Conditional Transactions (EIP-7793) for Amsterdam
What is it?
Conditional transactions are a new transaction type that is only valid at a certain slot and index in a block. For instance, you could create a transaction that is valid only if it is included at the top of block (index 0). The primary motivation is more secure encrypted mempools.
What is the point of encrypted mempools?
Encrypted mempools work by submitting a transaction to the chain in two phases. In slot A the user posts an encrypted transaction onchain, that is sequenced with other encrypted transactions. In slot A+1 the decryption key is revealed and all of the transactions are decrypted and included in the order they were sequenced in at the top of the block. This provide two benefits: frontrunning protection and censorship resistance.
Frontrunning is when someone else sees the contents of my transaction and includes their own transaction ahead of mine based on this information. For example if my transaction is a swap, someone can insert their own transaction first to make a profit at my expense. This is not possible with encrypted mempools: my transaction is encrypted when it is sequenced so does not leak information. Note that this is much stronger than slippage protection, which would simply limit how much I can be exploited by a frontrunner. This can also be used in other contexts, hiding my bid in an auction, or move in a strategy game.

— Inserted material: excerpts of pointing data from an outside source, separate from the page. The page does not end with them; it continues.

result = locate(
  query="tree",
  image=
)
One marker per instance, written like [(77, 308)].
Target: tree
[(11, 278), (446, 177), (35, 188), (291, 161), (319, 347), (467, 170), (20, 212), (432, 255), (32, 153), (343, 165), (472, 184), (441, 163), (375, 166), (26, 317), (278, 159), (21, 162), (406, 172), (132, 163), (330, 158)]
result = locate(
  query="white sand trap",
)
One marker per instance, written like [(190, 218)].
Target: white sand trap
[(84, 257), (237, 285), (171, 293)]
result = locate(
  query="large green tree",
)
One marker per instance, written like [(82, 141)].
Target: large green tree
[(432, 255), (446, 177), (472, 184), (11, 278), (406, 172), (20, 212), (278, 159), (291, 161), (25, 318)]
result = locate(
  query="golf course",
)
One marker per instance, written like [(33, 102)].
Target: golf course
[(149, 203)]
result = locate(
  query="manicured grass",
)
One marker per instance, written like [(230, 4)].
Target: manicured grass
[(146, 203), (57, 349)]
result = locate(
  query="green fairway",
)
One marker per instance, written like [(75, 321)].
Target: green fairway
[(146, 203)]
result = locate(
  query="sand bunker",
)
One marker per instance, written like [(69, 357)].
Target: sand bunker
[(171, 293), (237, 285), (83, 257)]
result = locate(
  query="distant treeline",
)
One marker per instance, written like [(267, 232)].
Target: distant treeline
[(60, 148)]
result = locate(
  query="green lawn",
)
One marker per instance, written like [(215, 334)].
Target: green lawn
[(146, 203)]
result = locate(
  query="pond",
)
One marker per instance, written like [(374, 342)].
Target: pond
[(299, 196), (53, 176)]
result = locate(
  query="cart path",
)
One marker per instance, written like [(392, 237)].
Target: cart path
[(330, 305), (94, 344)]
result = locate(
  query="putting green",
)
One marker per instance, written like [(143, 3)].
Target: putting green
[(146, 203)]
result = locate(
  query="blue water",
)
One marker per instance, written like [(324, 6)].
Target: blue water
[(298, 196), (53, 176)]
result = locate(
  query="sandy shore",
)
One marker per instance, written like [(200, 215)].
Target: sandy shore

It can also provide censorship resistance guarantees: when I submit my transaction in slot A the builder (or includers) do not know the contents of my transaction, so have no reason to censor it. In slot A+1 it becomes very difficult for the builder to censor my unencypted transaction, since the ciphertext is already on chain everyone can see that the builder is censoring, and they could be slashed within the encrypted mempool protocol (for example).
Why include in Amsterdam?
Encrypted mempools can provide a big UX boost for users by preventing frontrunning, while strengthening the censorship resistance guarantees of the chain!
What is the problem with encrypted mempools?
The problem that exists today is that in slot A+1, there is nothing to enforce that the builder actually includes the decrypted transactions in the sequenced order. This undermines everything, we have a list of encrypted transactions specifying their order, but the builder simply ignores it and reorders the transactions, frontrunning without consequence.
Conditional transactions partially solve this problem, using this new transaction type we can specify that a transaction is only valid at the top of the block, preventing the builder from inserting their own frontrunning transactions ahead of the decrypted ones.
How can it be used in practice?
Conditional transactions alone do not fully solve the problem with encrypted mempools, in practice they must be combined with batched transactions (eg. with EIP-4337).
Without transaction batching we have a problem: if my encrypted transaction is sequenced to be at index 3, I can create a conditional transaction that forces it to be included at index 3. However, what if the builder does include my transaction at index 3, but replaces the transaction at index 2 with their own frontrunning transaction?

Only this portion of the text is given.